We find ourselves in the university district, where every other shop is a bookstore and the ones in between are photocopying services or ready-made pizza joints. An anomalous music store is tended by an ancient, stooped Neapolitan, barely visible among his stacks of music scores that, on closer inspection, are miniature apartment blocks for silverfish. Across the street, the Conservatory of Music offers a rare refuge from the student crowds. Its large quadrangle has four storeys of open windows, which broadcast the cacophony of collective practice. On one side, a pianist is struggling with a Mozart sonata. Opposite him another piano sounds to me like Scriabin. Somewhere in the middle, a bassist and a kettle drummer are duking it out.

But this wild, dirty city is blessed with incredible history and great food. That's what makes it fascinating. So we escape into Vesi Pizza amidst the students piling in for lunch. I position my chair to give me an unobstructed line of sight into the kitchen and the hemispherical wood-fired oven, with its little inverted U-shaped opening. To get the pizza in and out, there are two metal spatulas at the end of broom handles – technically called "peels." The oversized, larger, rectangular one is used for inserting the floppy raw pizza, whereas the smaller, round one is for moving the pizzas around on the bricks, and taking out the stiff finished product.

Halfway through my wine, I see our order on the round peel being removed from the oven. The pizza is, let's say, 40-centimetres in diameter, whereas the circular peel is about 20 cm. Moreover, the pizza is at an angle to the floor, off centre, and on the move.

Immediately, I am reminded of one of the simplest, and most elegant Olympic three-metre springboard dives – the "half gainer," which can be done in either the pike or layout position. I prefer the layout, because, when performed by an expert, it is a slow-motion aerial ballet, so unlike the triple-twisting, double-back somersaults, whose rotational speeds reduce the diver to a visual blur. For the half gainer, the diver heads off the board frontward with a high vertical leap, and then, slowly, giving the illusion of stalling in mid-air, rotates backward to face the board upside down in a graceful arc, before descending headfirst into the water. Were the trajectory extended below the pool it would end, straight as a ruler, like a surveyor's plumb-bob, at the centre of the Earth. If executed perfectly, the entry produces a quiet, nearly splashless, soft sucking "swoof."

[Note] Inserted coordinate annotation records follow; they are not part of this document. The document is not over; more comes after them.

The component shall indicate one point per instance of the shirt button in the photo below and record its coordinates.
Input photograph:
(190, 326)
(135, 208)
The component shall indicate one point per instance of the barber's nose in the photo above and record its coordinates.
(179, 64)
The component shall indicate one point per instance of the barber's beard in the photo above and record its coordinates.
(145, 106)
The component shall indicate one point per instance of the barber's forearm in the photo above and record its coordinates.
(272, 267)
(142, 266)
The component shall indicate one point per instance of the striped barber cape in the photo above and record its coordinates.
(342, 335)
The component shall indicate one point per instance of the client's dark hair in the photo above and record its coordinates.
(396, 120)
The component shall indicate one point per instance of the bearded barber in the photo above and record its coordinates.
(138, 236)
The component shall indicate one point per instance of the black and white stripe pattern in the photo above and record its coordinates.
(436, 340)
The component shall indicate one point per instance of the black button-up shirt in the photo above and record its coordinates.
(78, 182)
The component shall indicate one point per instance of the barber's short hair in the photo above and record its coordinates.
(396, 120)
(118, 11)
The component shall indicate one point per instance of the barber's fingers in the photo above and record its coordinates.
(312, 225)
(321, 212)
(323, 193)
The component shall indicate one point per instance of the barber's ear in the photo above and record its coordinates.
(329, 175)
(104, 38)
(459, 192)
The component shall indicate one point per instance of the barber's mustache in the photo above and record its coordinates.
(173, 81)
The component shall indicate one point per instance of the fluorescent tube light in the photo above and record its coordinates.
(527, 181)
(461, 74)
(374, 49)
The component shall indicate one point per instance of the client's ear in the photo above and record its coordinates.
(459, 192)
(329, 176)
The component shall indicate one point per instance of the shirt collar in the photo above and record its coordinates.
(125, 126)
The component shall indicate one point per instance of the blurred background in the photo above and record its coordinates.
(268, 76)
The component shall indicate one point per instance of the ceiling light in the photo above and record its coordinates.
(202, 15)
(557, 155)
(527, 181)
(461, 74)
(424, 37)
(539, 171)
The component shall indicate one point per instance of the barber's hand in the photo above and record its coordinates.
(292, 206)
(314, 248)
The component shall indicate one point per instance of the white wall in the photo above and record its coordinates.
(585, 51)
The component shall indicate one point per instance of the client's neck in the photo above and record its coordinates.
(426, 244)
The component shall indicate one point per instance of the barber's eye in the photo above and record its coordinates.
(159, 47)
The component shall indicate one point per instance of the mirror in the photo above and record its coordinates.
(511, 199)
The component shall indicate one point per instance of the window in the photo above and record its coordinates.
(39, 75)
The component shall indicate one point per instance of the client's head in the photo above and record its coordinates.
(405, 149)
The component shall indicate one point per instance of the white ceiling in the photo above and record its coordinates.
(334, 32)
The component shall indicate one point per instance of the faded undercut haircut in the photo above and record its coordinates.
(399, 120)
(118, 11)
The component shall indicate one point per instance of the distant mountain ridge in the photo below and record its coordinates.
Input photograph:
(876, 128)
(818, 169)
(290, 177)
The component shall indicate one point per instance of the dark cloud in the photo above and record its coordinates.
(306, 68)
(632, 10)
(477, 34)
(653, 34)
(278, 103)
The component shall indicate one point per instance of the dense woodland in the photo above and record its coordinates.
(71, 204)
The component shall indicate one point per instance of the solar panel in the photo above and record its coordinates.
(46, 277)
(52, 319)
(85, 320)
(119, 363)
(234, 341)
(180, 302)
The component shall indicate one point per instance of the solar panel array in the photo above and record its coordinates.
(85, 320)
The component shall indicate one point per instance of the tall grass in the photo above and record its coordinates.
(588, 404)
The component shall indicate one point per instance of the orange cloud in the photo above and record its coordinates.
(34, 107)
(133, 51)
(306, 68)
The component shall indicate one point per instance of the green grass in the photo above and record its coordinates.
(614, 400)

And so it is with our pizza. It leaves the peel, somehow rises a bit above the chef's shoulder, completes a 180-degree rotation, and lands upside down on the floor with a faint slapping sound – exactly parallel to the tiles. I would have scored it a 9.5.

There follows an awkward moment as the chef, peel blade on the floor like a little kid with a tiny snow shovel, gingerly lifts the edge of the margherita to assess his predicament, taking into account the surface quality of the kitchen floor, the adhesive nature of tomato, mozzarella and basil, the profit margin of his pizzeria and the observational skills of his only two foreign patrons. His eyes then flick toward me, and he knows I saw it all. I am nudging my wife, Christine, and pointing. The jig is up. He scoops the pizza into a bin.

It had taken a while to make the pie, so we are a little frustrated that we will have to wait for the second attempt. The place is now full of customers, all tables taken, some hopefuls stand at the door.

Our second pie arrives without incident. È delizioso! But the chefs have ramped up production and the kitchen looks frantic. We order more wine, and watch. I'm thinking I could get to see another of my favourite dives.